Stock Market Crash: Famed Market Bear Warns of ‘Everything Bubble’

Société Générale’s Albert Edwards, famed for calling the dot-com bubble leading up to the 2000 crash, is again warning investors of a potentially painful plunge ahead.

In his latest note to clients this week, Edwards said US stocks and home prices are in an “everything bubble” that he thinks could soon pop.

Stock valuations are indeed steep. The Shiller cyclically-adjusted price-to-earnings ratio sits at 38, one of its highest levels ever, and both the trailing and forward 12-month PE ratios of the S&P 500 are historically high.

To Edwards, this doesn’t sit well with the fact that long-term interest rates have been on the rise. Rising long-end government bond yields tend to weigh on stock-market valuations as investors can find attractive returns without taking on the high level of risk in the stock market.


30 year bond yields

Societe Generale



Yet US stocks have seen a robust rally in recent years, gaining 78% since October 2022 lows. The market’s high valuations have kept future estimated equity-market yields low. When stocks are more cheaply valued, they can expect higher future returns, and vice versa.
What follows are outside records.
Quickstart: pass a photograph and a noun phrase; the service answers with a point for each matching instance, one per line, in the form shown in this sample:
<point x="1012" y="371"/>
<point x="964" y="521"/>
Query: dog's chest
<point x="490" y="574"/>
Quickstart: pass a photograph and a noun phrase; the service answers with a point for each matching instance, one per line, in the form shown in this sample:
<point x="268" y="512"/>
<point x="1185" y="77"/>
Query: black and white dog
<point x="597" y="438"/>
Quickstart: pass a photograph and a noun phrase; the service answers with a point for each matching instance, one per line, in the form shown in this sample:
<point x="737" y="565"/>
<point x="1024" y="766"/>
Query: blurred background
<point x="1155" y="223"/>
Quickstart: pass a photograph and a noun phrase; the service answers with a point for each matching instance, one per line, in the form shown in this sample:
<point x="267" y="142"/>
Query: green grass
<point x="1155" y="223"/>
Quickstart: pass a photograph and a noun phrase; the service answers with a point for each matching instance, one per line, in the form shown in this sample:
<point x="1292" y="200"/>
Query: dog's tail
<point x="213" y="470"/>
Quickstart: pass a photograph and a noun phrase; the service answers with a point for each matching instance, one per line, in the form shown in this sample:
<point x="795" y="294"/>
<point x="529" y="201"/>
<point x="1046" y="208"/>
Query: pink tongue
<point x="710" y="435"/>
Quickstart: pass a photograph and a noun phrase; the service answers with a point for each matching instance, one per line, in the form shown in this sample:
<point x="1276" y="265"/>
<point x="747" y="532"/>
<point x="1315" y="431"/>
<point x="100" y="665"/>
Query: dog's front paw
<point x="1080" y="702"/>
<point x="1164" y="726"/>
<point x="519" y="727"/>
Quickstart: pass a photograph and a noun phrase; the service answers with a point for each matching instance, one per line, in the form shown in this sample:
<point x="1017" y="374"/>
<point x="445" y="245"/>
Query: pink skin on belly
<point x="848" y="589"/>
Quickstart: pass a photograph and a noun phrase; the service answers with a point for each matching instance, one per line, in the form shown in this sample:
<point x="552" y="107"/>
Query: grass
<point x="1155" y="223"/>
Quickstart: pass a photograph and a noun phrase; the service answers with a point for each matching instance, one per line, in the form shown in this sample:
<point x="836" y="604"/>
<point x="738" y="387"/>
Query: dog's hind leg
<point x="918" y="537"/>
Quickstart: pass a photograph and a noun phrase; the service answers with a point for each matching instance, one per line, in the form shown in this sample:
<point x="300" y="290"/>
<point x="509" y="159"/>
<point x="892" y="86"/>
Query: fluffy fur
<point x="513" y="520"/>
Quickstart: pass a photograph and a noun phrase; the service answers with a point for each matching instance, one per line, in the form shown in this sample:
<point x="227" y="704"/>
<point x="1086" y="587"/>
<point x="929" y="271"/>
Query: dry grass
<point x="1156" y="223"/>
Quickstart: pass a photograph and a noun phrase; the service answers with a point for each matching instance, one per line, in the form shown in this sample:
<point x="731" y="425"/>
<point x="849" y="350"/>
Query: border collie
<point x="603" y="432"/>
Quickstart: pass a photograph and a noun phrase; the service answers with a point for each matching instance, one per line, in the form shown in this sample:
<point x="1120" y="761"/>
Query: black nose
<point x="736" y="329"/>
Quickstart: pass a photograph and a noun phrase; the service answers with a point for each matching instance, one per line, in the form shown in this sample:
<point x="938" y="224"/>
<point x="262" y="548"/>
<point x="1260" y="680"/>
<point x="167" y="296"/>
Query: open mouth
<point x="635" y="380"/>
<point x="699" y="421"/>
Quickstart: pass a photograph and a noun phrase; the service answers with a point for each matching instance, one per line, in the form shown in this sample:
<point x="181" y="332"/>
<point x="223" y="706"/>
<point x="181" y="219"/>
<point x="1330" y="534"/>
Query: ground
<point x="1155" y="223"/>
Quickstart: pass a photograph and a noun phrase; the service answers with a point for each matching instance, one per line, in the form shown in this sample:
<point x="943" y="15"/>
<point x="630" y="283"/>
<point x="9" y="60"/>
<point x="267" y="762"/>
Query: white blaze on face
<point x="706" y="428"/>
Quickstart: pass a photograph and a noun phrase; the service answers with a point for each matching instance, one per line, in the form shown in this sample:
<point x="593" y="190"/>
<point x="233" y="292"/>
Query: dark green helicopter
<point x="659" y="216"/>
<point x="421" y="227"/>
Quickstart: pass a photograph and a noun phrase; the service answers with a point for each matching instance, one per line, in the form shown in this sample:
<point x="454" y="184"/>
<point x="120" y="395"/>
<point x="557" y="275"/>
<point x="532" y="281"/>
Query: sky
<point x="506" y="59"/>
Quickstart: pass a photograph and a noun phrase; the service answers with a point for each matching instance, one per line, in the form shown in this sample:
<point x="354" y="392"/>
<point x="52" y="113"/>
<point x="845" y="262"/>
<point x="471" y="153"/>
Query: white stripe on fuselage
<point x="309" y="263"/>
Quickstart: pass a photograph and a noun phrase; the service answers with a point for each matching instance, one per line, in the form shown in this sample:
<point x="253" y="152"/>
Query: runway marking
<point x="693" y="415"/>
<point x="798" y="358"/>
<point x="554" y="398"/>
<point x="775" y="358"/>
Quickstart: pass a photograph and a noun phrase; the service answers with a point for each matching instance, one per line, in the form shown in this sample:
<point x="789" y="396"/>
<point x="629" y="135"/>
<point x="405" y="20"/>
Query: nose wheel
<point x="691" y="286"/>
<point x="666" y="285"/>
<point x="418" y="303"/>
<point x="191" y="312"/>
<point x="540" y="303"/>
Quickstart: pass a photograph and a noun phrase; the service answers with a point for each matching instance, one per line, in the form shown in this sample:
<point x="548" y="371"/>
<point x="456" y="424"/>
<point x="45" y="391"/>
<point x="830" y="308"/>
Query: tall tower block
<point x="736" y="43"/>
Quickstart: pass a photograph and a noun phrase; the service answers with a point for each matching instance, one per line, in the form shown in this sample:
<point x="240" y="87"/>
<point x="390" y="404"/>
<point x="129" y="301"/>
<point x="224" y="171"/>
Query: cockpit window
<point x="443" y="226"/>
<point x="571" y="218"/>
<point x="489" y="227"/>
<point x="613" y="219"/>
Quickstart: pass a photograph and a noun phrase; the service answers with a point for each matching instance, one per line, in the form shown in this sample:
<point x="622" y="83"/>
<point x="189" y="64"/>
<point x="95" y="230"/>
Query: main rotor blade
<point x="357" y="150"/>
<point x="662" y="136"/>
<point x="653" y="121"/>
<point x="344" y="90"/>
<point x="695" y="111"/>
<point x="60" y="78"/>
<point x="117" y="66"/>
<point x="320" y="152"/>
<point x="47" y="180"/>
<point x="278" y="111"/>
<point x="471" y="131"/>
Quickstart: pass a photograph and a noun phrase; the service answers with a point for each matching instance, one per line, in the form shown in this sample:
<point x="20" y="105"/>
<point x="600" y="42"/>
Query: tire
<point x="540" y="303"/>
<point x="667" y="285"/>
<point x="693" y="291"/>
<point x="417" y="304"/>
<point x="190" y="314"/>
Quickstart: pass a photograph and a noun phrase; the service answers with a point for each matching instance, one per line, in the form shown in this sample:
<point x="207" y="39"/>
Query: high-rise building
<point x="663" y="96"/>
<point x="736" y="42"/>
equity yield vs. bond yields

Societe Generale



“It is notable how the US equity market has been able to sustain nose-bleed high valuations despite longer bond yields grinding higher,” Edwards wrote. “I don’t expect it’ll be able to ignore it much longer.”

On housing, Edwards said that the home price-to-income ratio in the US has been virtually flat over the last few years following the pandemic bump, while the ratio has dropped in countries like the UK and France.


home prices to income

Societe Generale



“The US is the only market in which house price/income ratios have NOT de-rated since 2022 as bond yields have risen. Is the US housing market also exceptional relative to Europe? No, it’s nonsense and, in time, investors will come to claim they knew that all along,” Edwards wrote.

As for what could cause the potential bubbles in US stocks and home prices to burst, Edwards said to watch Japan.

“In the wake of the ruling party coalition losing its Upper House majority, concerns in the bond market about the risks of further fiscal easing and high inflation are growing,” he wrote.

Higher inflation in Japan could mean higher interest rates and a further unwinding of the Japanese yen carry trade, in which foreign investors borrowed cheaply in yen and converted to dollars to buy higher-yielding US assets. In 2024, the Bank of Japan unexpectedly hiked rates, roiling global markets as investors liquidated assets they had bought with borrowed yen.

In May, Edwards warned rising interest rates in Japan could cause a “global financial Armageddon.”

Edwards publishes his notes, which regularly express a bearish outlook, under Société Générale’s “alternative view,” separate from the bank’s house view.

“A lot of clients who totally disagree with me like to read my stuff,” he told Business Insider in May. “It’s a reality check.”